But if they are mostly attached to vegetation and substrate below the surface and fish gorge themselves on snails underwater, how do we know when to imitate them? There are some subtle signs to look out for. Snails have developed lungs, comb-like gills, allowing them to breathe by coming up to the surface for oxygen, and that is our moment of opportunity.
Once they have detached themselves from the substrate, they slowly rise up to the surface, floating, suspended in the meniscus, whilst literally sucking in oxygen. This makes them very easy targets for fish. As snails cannot swim per se, they get blown by the wind or drift in the currents. The confusion is that you might see the odd fish boiling in the ripples or head and tailing along a wind lane, and you would be forgiven for thinking they are feeding on midge pupae.
Once the snails have refilled with oxygen, they then drop back down to attach themselves to the substrate. This is another "tell", as very often your fly is taken on the drop - a good time to switch to a snail imitation.
How and where do we fish snail imitations? Whilst the focus has, in the past, been to fish snail imitations for trout, they are equally successful for yellowfish. It's best to use a floating line with a long leader - 12-15 feet - with your snail imitation as your point fly.
Present your fly near structure, next to weed beds or over rocky areas - typical places where snails could attach themselves underwater. This is much like prospecting with a dry fly, and you fish the snail in the same way - let it drift and then hold on for the take as fish usually commit when taking a snail imitation.
The method I enjoy most is presenting the snail on the edge of a ripple lane and allowing the wind to provide the necessary drift and bounce in the ripples. This area also proves productive when rigging a blood worm, and epoxy buzzer or daphnia imitation New Zealand-style, hanging about 40-60cm off the drifting snail. It is a good idea to twitch the fly every now and again to ensure you are in touch with the fly and there is no slack line caused by the wind.
I have taken this method to our rivers, targeting yellowfish very successfully. There I present the floating snail/dropper combination upstream and across, allowing the snail to bob on the surface through the current, while the dropper bounces just off the bottom. If the water is flowing too quickly and you cannot see the snail, place a strike indicator about a metre above the snail so you have some idea of how your presentation is drifting and you will be able to detect the take.
I have developed several snail imitations, all of which work well.
Floating snail: This is made by using a combination of shaped foam that is painted and sealed with Seal Skin, or foam dressed with dubbing, and securing a bead at the bend of the hook to ensure the snail floats vertically. This imitates the snail lying in the meniscus and is usually fished on its own, dead drift.
Dropper snail: For this snail I use foam, shaped and painted, then sealed with Seal Skin and finished off with peacock herl and saddle hackle bound at the eye of the hook This fly lies horizontally and is tied specifically on a barbed hook to secure your dropper fly which will then pull the snail pattern vertically when presented.
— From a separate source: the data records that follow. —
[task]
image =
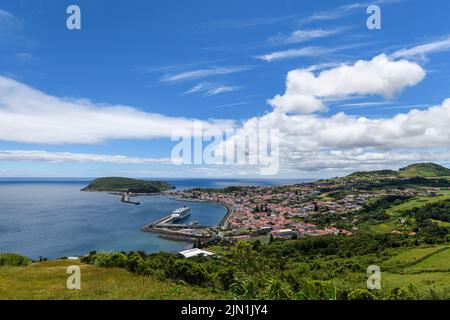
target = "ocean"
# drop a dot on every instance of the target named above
(53, 218)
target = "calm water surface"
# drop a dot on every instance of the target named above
(53, 218)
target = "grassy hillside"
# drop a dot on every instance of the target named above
(424, 170)
(117, 184)
(47, 280)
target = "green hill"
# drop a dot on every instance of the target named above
(47, 280)
(424, 170)
(374, 174)
(117, 184)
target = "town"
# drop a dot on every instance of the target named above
(295, 211)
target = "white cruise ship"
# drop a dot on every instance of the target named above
(180, 213)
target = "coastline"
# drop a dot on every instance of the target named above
(225, 218)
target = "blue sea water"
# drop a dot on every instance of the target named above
(53, 218)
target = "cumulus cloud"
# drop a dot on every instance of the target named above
(379, 76)
(344, 142)
(31, 116)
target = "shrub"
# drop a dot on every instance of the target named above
(13, 260)
(188, 271)
(360, 294)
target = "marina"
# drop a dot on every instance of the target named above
(192, 231)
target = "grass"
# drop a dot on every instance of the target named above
(412, 256)
(47, 280)
(417, 202)
(439, 261)
(426, 280)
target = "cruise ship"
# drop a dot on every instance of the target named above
(181, 213)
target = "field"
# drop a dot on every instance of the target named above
(47, 280)
(425, 268)
(397, 212)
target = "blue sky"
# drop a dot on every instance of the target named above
(219, 62)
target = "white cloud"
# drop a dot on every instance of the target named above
(420, 51)
(294, 53)
(303, 35)
(211, 89)
(341, 11)
(379, 76)
(31, 116)
(8, 24)
(203, 73)
(343, 142)
(59, 157)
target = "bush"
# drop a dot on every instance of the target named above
(360, 294)
(400, 294)
(188, 271)
(13, 260)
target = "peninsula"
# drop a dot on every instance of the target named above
(136, 186)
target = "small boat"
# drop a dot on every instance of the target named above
(181, 213)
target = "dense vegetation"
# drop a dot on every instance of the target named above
(424, 170)
(116, 184)
(310, 268)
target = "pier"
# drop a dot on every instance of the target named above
(182, 232)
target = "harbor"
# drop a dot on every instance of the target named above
(192, 231)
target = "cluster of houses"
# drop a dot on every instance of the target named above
(279, 210)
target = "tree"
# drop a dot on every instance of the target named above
(360, 294)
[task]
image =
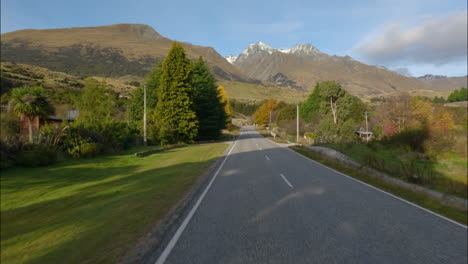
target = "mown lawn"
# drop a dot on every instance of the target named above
(93, 210)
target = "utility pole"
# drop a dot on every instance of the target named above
(269, 124)
(297, 124)
(367, 129)
(145, 140)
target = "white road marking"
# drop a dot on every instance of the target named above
(162, 258)
(375, 188)
(286, 180)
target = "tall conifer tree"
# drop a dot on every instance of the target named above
(175, 118)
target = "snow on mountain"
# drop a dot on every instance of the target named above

Weighted snails: These variations of your traditional Coch-y-Bonddu or Peacock and Spider, tied with a bead and tapered to suggest the shape of the snail. Use a floating line when you fish one of these flies, and position it as the point fly to pull down a team of unweighted nymphs. It should be fished using a very slow retrieve.
Fishing snail patterns requires extra patience, and while slowing down brings you in tune with your surroundings, the commitment of the take will bring you back to reality!